“The Academy approves of this tactic?” Miguela asked.


Archmage Belvi chuckled. “I wouldn’t say the approval was unanimous, but they permitted me to conduct these trials after they heard my theories.”


Since the beginning of the Five Kingdoms, the practice of necromancy had been outlawed. Most of the citizens of the Five Kingdoms thought of the art as deviant and dangerous at best. But for Miguela’s people, the Xandrans, the idea of necromancy chilled them to the bone marrow because it reminded them of the darkest part of their history, the Mad Sultan Era.


“Yes, I can imagine that dealing with such magiks would be disturbing for one of your cultural backgrounds. But I reassure you that how the magik is used is strictly up to the individual’s character. Magik is incapable of being good or evil,” the Archmage explained, seemingly sensing her discomfort. She understood the logic, but the atrocities of the Mad Sultan Era still haunted Xandrans to this day.

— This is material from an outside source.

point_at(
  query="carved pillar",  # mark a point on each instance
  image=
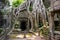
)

“Along with the Academy’s permission, they provided two low-powered scrolls to perform the tasks, so we won’t need to learn any dark magik, nor seek out anyone who might know it. The hamlet of Arizi provided us with the two cadavers, making this an official experiment with the full backing of our benefactors,” Archmage Belvi added. Miguela nodded but could not shed a lifetime of learnings in moments.


“Why me? Surely, you have more experienced scryers available,” Miguela asked before she could stop herself.


“I do, and I would have asked them if any of them had given me the results that you had. You were the first to scry an encounter with the Scourge. However, the others reported such encounters not long after your session. The difference between you and them is that only you saw through the eyes of a corpse after it was raised,” the Archmage answered, showing no signs of being insulted by Miguela’s question or tone.


“Another scryer, Scryer Anderton, saw what he described as motionless flashes of his scried target after they perished. However, the experience rendered him so weak that he has to finish his recording in an infirmary bed and has still not recovered,” he added.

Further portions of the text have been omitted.